Tuesday, June 19, 2012

Dr. Gerd Gruber Presents Art to AU in Germany Students

As part of the AU in Germany 2012 program, Ashland University faculty and students attended a lecture by Dr. Gerd Gruber, a Wittenberg resident who is a collector of 20th century art.  Dr. Gruber received his doctorate in chemical engineering from the Technical University in Dresden, has more than 9,000 pieces in his collection, and has organized more than 100 exhibitions in Germany and abroad.  Dr. Gruber's collection is listed as the only private collection of Saxony-Anhalt in the "Register of Nationally Valuable Cultural Assets of Germany", and the presentation he gave our group was on the "Artistic Response to Fascism", where he presented works of many artists who were persecuted by the Nazis and/or imprisoned in German concentration camps in the 1930s and 1940s.  Shown below are two of the many pieces that Dr. Gruber presented to our group (copyright of the works by the relatives of the artists).




Feast of the Emigrants, water color, 1936 -- This was created in Prague where Margarete Klopfleisch-Grossner (1911-1982) emigrated in 1933, and demonstrates the poor living conditions of an emigrant.
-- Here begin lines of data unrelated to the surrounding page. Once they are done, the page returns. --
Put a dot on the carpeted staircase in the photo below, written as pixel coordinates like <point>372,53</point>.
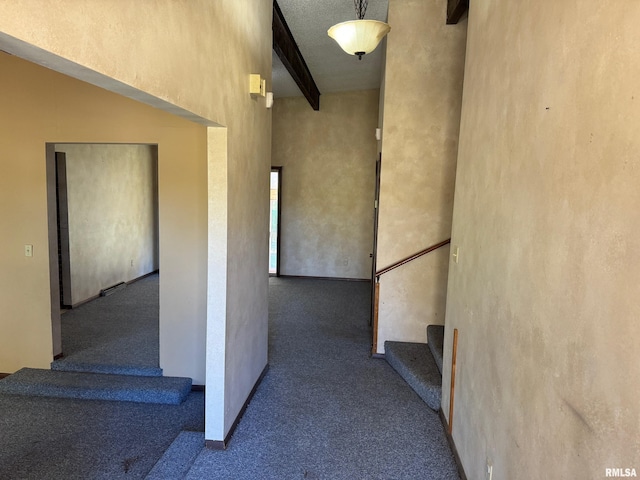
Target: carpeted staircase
<point>420,364</point>
<point>111,347</point>
<point>96,386</point>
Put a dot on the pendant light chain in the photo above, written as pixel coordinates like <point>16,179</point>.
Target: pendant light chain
<point>361,8</point>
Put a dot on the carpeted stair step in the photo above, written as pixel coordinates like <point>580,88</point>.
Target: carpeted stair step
<point>93,386</point>
<point>435,340</point>
<point>178,458</point>
<point>64,365</point>
<point>415,364</point>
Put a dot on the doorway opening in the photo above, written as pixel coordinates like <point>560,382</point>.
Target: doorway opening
<point>103,238</point>
<point>275,202</point>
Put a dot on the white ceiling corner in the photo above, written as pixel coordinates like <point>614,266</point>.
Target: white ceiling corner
<point>332,69</point>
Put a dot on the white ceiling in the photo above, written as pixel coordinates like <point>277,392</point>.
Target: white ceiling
<point>332,69</point>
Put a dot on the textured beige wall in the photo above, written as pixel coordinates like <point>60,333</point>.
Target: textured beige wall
<point>422,98</point>
<point>545,296</point>
<point>41,106</point>
<point>112,205</point>
<point>328,179</point>
<point>191,57</point>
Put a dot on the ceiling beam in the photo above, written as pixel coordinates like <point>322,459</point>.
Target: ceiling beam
<point>455,10</point>
<point>287,50</point>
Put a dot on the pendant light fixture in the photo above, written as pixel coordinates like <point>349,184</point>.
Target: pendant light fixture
<point>359,37</point>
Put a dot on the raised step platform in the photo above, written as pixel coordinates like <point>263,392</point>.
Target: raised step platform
<point>178,458</point>
<point>416,365</point>
<point>435,340</point>
<point>71,365</point>
<point>95,386</point>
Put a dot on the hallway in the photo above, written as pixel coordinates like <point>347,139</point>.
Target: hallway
<point>324,410</point>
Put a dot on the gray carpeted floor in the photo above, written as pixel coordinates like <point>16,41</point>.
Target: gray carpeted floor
<point>325,409</point>
<point>114,334</point>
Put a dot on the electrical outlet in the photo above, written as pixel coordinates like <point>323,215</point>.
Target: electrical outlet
<point>455,254</point>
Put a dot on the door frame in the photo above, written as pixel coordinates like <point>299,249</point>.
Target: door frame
<point>277,170</point>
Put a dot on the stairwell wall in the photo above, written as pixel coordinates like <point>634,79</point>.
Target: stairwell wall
<point>545,295</point>
<point>422,99</point>
<point>328,179</point>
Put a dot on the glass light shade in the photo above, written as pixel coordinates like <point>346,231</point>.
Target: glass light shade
<point>358,37</point>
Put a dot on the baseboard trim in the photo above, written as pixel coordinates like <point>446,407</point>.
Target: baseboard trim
<point>452,445</point>
<point>311,277</point>
<point>90,299</point>
<point>143,276</point>
<point>222,444</point>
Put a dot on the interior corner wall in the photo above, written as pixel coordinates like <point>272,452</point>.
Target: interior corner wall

Antifascist Leaflet, wood cut, 1944 -- Hanns Kralik (1900 - 1971) made several small leaflets against the Nazi rulers.  The leaflets were printed on cigarette paper, and he printed about 50 of these woodcuts and wrapped them into a small roll.  He fastened the paper roll with a tread and left the bundles on the tram.  The motion and shaking of the tram caused the thread to unwind, which would blow the leaflets through the street.  By the time this would happen, Kralik would have already left the tram.